I am not of that mindset. Granted, the news regarding Charlotte was a stunner. But the city still plans to move ahead with LTE—it just won’t be among the early adopters. Regarding the early adopters, the Los Angeles Regional Interoperable Communications System (LA-RICS) Authority has a spectrum-lease agreement with FirstNet in hand, as well as $155 million in BTOP funding and just issued an RFP to build the network. Meanwhile, the Bay Area Regional Interoperable Communications System (BayRICS) Authority, which stumbled out of the gate, now appears to be heading in the right direction.
Also, thanks to the work of Emil Olbrich and Andy Thiessen of the Public Safety Communications Research (PSCR) program—a joint effort of the National Telecommunications and Information Administration (NTIA) and the National Institute of Science and Technology (NIST)—the concept of mission-critical voice over LTE is being considered by 3GPP, the worldwide LTE standards body. This was a Herculean task that was accomplished much sooner than anyone expected. It will be several years—at least—before mission-critical voice over LTE becomes reality, but just getting the gears to turn at this juncture is a noteworthy accomplishment.

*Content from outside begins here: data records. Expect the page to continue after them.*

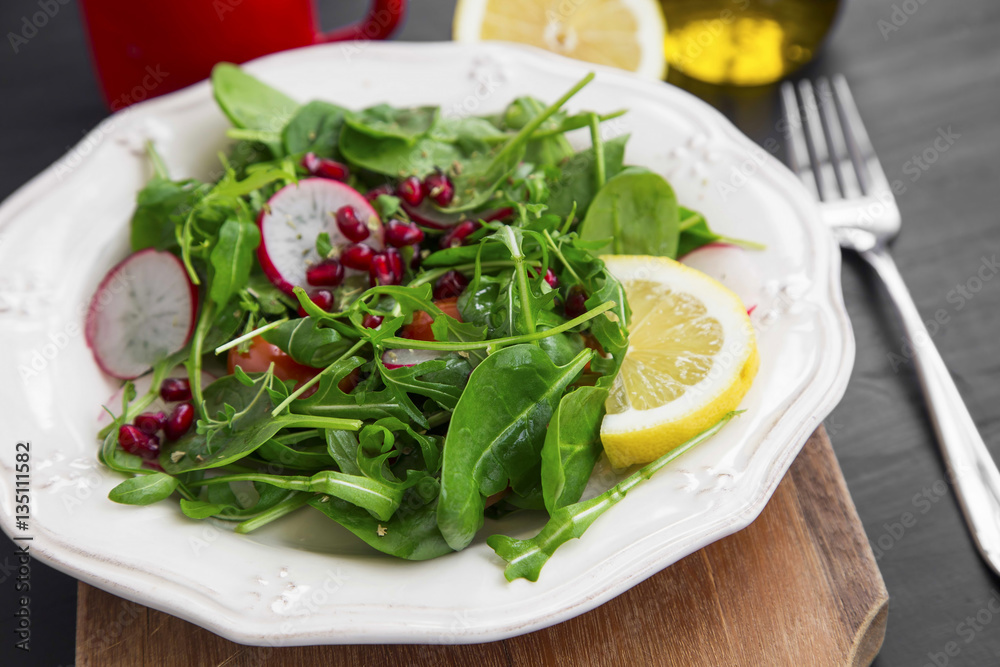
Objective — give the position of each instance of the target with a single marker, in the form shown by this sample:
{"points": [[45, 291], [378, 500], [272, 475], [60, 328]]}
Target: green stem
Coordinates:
{"points": [[529, 129], [283, 508], [434, 274], [247, 336], [598, 143], [558, 253], [408, 343], [313, 380], [312, 421], [194, 361]]}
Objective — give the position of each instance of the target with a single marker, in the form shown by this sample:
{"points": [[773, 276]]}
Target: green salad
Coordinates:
{"points": [[393, 316]]}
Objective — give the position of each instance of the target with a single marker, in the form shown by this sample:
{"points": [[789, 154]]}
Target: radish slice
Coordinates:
{"points": [[405, 358], [428, 216], [295, 216], [114, 402], [143, 311], [731, 266]]}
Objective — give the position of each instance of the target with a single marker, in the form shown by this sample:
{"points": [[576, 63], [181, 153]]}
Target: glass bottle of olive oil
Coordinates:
{"points": [[744, 42]]}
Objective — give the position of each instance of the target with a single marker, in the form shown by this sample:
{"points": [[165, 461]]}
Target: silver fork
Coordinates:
{"points": [[830, 151]]}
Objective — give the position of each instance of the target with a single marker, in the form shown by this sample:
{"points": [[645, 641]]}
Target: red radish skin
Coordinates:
{"points": [[142, 385], [731, 266], [295, 216], [145, 300]]}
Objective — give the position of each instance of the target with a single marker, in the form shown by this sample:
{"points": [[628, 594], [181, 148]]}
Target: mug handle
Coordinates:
{"points": [[382, 19]]}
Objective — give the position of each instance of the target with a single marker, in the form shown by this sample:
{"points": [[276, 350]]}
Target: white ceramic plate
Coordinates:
{"points": [[304, 580]]}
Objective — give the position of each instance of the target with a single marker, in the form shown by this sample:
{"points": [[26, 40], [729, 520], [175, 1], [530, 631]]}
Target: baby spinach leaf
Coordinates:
{"points": [[144, 489], [525, 558], [572, 446], [396, 157], [411, 533], [231, 259], [576, 185], [497, 431], [157, 205], [330, 401], [315, 128], [308, 343], [385, 122], [250, 103], [636, 211]]}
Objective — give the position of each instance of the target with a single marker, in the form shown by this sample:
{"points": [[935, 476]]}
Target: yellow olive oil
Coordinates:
{"points": [[744, 42]]}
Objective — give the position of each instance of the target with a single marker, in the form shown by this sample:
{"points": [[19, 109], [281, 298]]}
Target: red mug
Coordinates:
{"points": [[143, 49]]}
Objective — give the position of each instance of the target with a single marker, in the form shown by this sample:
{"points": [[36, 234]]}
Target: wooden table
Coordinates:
{"points": [[798, 587]]}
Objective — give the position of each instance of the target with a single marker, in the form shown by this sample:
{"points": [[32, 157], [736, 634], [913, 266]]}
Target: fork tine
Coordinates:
{"points": [[826, 178], [869, 169], [843, 166], [798, 151]]}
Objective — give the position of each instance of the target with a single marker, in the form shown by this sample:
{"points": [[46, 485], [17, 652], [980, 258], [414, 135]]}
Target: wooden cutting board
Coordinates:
{"points": [[799, 586]]}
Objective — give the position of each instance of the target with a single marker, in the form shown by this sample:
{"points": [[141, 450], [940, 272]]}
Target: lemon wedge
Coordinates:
{"points": [[628, 34], [692, 357]]}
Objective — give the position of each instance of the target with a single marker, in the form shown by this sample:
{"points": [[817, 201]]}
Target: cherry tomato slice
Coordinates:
{"points": [[261, 354], [420, 327]]}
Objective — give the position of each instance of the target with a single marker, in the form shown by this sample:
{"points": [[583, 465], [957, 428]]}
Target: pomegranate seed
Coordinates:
{"points": [[357, 257], [450, 284], [399, 233], [150, 422], [350, 226], [576, 302], [374, 193], [328, 273], [456, 236], [131, 439], [322, 298], [439, 188], [417, 259], [179, 422], [325, 168], [380, 271], [411, 190], [175, 389], [395, 264]]}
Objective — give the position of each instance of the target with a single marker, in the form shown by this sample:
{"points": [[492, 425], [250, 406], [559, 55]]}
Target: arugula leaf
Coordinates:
{"points": [[315, 128], [144, 489], [157, 206], [525, 558], [497, 431], [637, 213], [244, 423], [231, 259]]}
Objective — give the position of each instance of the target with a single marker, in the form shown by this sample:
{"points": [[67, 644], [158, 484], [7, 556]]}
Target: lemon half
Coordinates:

When I think of all of this, the analogy that immediately comes to mind is that of a football game. Right now, FirstNet has the ball on its own five-yard line, and the goal line seems very far away. Actually, it is very far away, as it is going to take years to bring this network to fruition. On top of that, there’s no playbook for this—right now, FirstNet is drawing up plays in the dirt. Finally, the ball will be moved down the field 2-3 yards at a time—there aren’t going to be very many long passes.
All of that said, FirstNet would do well to understand that the key stakeholders in this initiative—the first-responder community and Congress—need to see the ball moving down the field, lest they lose faith. This is especially true of Congress, because if it pulls the plug on this, the opportunity will be lost forever.
The great Baltimore Colts quarterback Johnny Unitas was fond of saying, “talk is cheap.” FirstNet would be wise to embrace the notion.